Thunderbolts will immediately fly at me that in the Netherlands, Denmark or Finland portfeneters have also been plentiful lately. That in cloudy countries it makes sense, you know: light, space and those things. Agreed, yes, we are copying from the better ones, but, first, they too may have messed up, and second, traditionally, we ape the top. Because there, the portfenetr usually supports much larger, set meters and usually gives a view of the open space of some bay, former harbor or park. And not on the neighbor's TV.

Admittedly, there are exceptions in Poland, but still without imitation. Such Szymon Januszewski of the Insomia studio in Poznań, which does probably the best housing in the country, more than a decade ago considered the shabbiness of portfères to be non-functional nonsense. And he apologized for Corbusier's ribbons of windows, which even in a small space provide even lighting, positioning, more privacy and the best views.

Most, however, still enter into a polemic with Corbusier and turn the window ribbons ninety degrees. A procedure in the spirit of postmodernism, and this only confirms the conclusion of my conversation with Gregory Friday last year: postmodernism is alive and well.

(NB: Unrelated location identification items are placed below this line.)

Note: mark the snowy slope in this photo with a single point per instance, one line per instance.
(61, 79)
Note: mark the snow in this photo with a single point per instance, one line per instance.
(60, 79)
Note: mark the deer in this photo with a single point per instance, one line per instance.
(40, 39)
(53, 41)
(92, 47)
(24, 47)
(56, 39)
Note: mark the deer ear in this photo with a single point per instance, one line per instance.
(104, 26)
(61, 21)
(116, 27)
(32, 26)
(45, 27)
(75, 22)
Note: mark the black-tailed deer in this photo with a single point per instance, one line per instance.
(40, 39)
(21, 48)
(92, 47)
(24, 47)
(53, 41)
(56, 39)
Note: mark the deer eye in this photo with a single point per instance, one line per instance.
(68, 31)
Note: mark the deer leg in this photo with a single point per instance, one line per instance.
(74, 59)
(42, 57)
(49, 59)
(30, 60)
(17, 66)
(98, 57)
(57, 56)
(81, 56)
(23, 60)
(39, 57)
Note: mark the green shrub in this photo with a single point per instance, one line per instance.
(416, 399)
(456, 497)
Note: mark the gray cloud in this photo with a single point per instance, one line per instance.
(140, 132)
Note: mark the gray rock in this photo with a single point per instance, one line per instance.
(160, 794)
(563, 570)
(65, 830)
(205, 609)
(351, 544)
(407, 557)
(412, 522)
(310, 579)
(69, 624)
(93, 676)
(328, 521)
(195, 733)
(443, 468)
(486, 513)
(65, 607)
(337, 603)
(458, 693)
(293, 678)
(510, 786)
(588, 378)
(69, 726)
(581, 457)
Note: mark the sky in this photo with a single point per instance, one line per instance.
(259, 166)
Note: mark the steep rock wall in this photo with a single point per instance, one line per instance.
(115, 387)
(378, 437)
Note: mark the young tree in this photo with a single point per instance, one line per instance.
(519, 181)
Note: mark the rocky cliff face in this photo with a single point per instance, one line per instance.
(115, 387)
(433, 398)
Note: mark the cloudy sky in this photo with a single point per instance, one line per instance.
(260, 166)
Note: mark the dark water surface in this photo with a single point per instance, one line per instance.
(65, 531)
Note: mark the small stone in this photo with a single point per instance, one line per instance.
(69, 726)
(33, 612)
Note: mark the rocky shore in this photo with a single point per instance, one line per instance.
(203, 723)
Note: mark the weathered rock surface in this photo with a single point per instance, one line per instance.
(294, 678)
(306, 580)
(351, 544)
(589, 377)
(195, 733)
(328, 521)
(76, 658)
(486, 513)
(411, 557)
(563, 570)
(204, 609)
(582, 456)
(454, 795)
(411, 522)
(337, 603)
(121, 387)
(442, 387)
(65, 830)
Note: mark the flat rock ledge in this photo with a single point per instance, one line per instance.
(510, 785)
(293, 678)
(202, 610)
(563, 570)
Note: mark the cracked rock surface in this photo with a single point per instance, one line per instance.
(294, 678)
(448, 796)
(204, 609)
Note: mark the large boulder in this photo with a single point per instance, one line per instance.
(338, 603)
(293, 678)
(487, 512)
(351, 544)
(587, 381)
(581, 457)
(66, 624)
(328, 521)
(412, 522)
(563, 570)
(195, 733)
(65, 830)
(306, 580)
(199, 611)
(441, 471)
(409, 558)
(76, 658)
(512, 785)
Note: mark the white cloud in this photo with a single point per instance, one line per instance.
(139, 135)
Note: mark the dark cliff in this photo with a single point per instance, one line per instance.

Neomodernism is just another costume for it, under which one can search in vain for the social and functionalist foundations of the modern trend of a century ago. Just densely erected boxes with simple facades - no play of solids in green. The spirit of Solpol breathes where it wills: portfenetr with the celadon and purple of our time. So after the revolutions of the window ribbons, it's time to play with another of Le Corbusier's five principles.

The climate is changing, the sun is nagging. So let's move the roof terraces to the basement.